WITH the likes of Piers Corbyn, Laurence Fox and Shaun Bailey wanting to be mayor, are there other candidates of a similarly low calibre who could run our capital’s affairs?
Following his entirely accidental association with all of that sordid unfortunateness that close friends didn’t mention to him, Andrew could redeem himself by taking an interest in buses and getting stuck on zip-wires. Slogan: ‘I could be mayor, no sweat!’
The Mancunian vocalist and anti-lizard, anti-sheeple candidate could stand on a platform of making central London a mad-for-it, mask-free zone and organising a giant rave whose centrepiece was a bonfire of AstraZeneca and Pfizer vaccine doses. Slogan: ‘I wanna be a mayor.’
Mr London himself.
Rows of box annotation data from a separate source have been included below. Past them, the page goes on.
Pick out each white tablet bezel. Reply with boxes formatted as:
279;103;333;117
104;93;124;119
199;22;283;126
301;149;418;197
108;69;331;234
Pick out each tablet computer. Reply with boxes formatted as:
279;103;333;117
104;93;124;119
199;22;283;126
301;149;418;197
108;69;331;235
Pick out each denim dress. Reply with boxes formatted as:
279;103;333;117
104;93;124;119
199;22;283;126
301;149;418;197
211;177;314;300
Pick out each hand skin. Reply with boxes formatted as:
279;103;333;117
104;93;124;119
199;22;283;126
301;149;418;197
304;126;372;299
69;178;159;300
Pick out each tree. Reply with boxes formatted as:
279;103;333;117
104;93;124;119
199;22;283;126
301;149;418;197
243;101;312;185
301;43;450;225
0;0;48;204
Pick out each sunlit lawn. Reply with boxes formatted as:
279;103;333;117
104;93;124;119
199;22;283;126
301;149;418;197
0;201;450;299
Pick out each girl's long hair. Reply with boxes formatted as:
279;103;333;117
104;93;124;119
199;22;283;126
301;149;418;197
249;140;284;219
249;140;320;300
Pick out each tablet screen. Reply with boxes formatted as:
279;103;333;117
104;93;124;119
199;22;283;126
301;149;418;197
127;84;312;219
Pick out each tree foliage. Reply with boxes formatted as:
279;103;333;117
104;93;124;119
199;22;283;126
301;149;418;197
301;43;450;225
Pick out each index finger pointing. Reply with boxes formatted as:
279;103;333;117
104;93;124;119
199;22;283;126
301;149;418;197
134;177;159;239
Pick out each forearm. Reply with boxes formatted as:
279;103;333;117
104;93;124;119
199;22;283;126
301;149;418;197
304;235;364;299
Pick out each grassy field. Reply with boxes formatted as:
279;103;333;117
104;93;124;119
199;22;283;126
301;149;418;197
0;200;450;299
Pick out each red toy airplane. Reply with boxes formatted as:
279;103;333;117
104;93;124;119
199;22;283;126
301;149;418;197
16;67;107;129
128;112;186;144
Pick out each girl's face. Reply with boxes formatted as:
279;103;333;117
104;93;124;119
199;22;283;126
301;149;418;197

Whatever was doing his nut in, he’d sort it out by giving it some. Slogan: ‘It’s awl coming over the top, innit? Slags.’
Was his melodramatic walkout from GMB a plan to take up a new career in politics? Sadly Piers would only have one policy – hating Meghan Markle. Wouldn’t really be helpful in meetings about transport infrastructure. Slogan: ‘Hands up who likes me and thinks Meghan’s a big fibber?’
As part-time prime minister, Alexander Johnson would have time for unfinished London business: converting Waterloo Bridge into a garden bridge, having water cannon on permanent standby and popping round to Jennifer Arcuri’s flat. Slogan: ‘Wha – I, ah, yes, world-beating. Yes! Er. Let’s get London done!’